Ed Brady

No. 90, 55, 53
- Positions: Linebacker, long snapper

Personal information
- Born: June 17, 1962 (age 64) Morris, Illinois, U.S.
- Listed height: 6 ft 2 in (1.88 m)
- Listed weight: 238 lb (108 kg)

Career information
- High school: Morris
- College: Illinois
- NFL draft: 1984: 8th round, 215th overall pick

Career history
- Los Angeles Rams (1984–1985); Cincinnati Bengals (1986–1991); Tampa Bay Buccaneers (1992–1995);

Career NFL statistics
- Games played: 188
- Fumble recoveries: 5
- Tackles: 1
- Stats at Pro Football Reference

= Ed Brady (American football) =

American football player (born 1962)

Ed John Brady (born June 17, 1962) is an American former professional football player who was a linebacker in the National Football League (NFL). He played college football for the Illinois Fighting Illini.

Brady was raised in Morris, Illinois, and attended Morris Community High School, where he led the Morris Redskins football team to a state championship. Brady played for the University of Illinois and was a member of the 1983 team which lost to UCLA 45–9 in the Rose Bowl.

Brady spent 12 seasons in the National Football League (NFL). He was selected by the Los Angeles Rams in the eighth round of the 1984 NFL draft, and played for the Los Angeles Rams, Cincinnati Bengals and Tampa Bay Buccaneers.
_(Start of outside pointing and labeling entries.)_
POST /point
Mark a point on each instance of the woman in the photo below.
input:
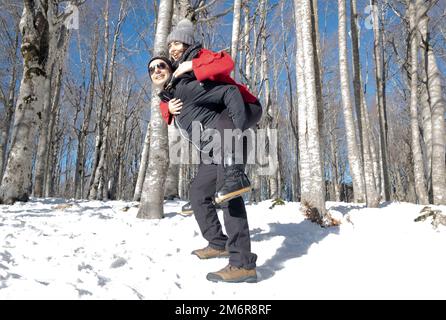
(212, 177)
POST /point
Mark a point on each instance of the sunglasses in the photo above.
(161, 66)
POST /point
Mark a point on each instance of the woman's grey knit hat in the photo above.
(183, 32)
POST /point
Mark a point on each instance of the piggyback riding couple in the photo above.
(196, 86)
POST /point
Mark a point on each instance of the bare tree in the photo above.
(99, 187)
(380, 97)
(437, 104)
(420, 180)
(312, 184)
(7, 97)
(34, 27)
(151, 206)
(235, 32)
(354, 159)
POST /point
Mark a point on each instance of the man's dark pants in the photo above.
(209, 178)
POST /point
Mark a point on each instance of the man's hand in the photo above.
(175, 106)
(183, 68)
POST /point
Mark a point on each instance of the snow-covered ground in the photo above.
(97, 250)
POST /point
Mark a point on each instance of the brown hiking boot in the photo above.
(209, 252)
(233, 274)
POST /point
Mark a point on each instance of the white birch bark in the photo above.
(312, 182)
(16, 180)
(420, 180)
(235, 33)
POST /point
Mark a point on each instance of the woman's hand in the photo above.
(183, 68)
(175, 106)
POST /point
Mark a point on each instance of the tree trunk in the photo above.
(353, 153)
(438, 108)
(100, 181)
(16, 181)
(420, 180)
(8, 102)
(312, 182)
(380, 101)
(235, 33)
(151, 206)
(372, 198)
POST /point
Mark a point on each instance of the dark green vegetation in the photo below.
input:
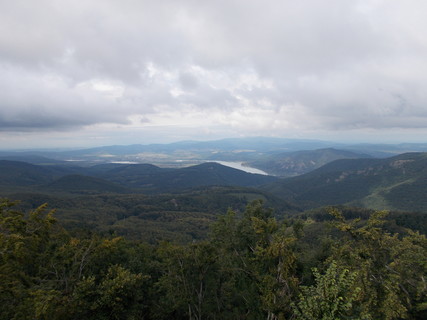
(396, 183)
(295, 163)
(251, 266)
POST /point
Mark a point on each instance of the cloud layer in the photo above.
(230, 67)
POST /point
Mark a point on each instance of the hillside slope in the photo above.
(398, 182)
(289, 164)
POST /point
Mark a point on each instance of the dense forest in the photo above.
(335, 265)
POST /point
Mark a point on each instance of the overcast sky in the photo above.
(99, 72)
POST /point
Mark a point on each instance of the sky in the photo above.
(102, 72)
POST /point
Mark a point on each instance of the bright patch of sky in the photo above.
(100, 72)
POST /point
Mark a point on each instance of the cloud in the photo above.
(250, 66)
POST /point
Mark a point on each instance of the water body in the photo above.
(240, 166)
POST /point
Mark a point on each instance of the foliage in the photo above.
(249, 267)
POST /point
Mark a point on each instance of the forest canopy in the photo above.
(251, 266)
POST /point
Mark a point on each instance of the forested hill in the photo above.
(289, 164)
(398, 182)
(121, 178)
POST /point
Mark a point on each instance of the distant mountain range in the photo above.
(123, 178)
(262, 151)
(295, 163)
(398, 182)
(128, 199)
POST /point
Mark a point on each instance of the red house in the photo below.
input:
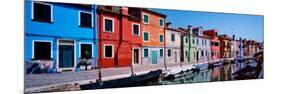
(225, 46)
(119, 36)
(215, 43)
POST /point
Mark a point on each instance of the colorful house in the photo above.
(225, 46)
(203, 45)
(153, 24)
(189, 47)
(173, 44)
(215, 43)
(120, 36)
(59, 42)
(240, 47)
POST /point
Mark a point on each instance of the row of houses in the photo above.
(62, 36)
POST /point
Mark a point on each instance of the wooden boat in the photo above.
(139, 80)
(199, 67)
(180, 74)
(219, 63)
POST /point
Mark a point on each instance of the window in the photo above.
(42, 12)
(169, 52)
(85, 19)
(161, 52)
(42, 50)
(161, 38)
(145, 52)
(136, 29)
(197, 41)
(161, 22)
(86, 51)
(108, 25)
(108, 50)
(146, 18)
(145, 36)
(172, 37)
(193, 41)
As a member of the Bengals, he played in Super Bowl XXIII in 1989 in which Cincinnati lost to the San Francisco 49ers 20–16. Listed as a linebacker, Brady only played a handful of downs at that position. He played more than 180 career NFL games as a long snapper. He was the captain of the Tampa Bay Buccaneers special teams unit from 1992 to 1995. He retired in 1996 after failing to make the roster for the Jacksonville Jaguars.

Following his playing career, Brady became a high school football coach in Irvine, California. He currently is coaching inside linebackers and special teams at Lakota East High School in Liberty Township, Ohio.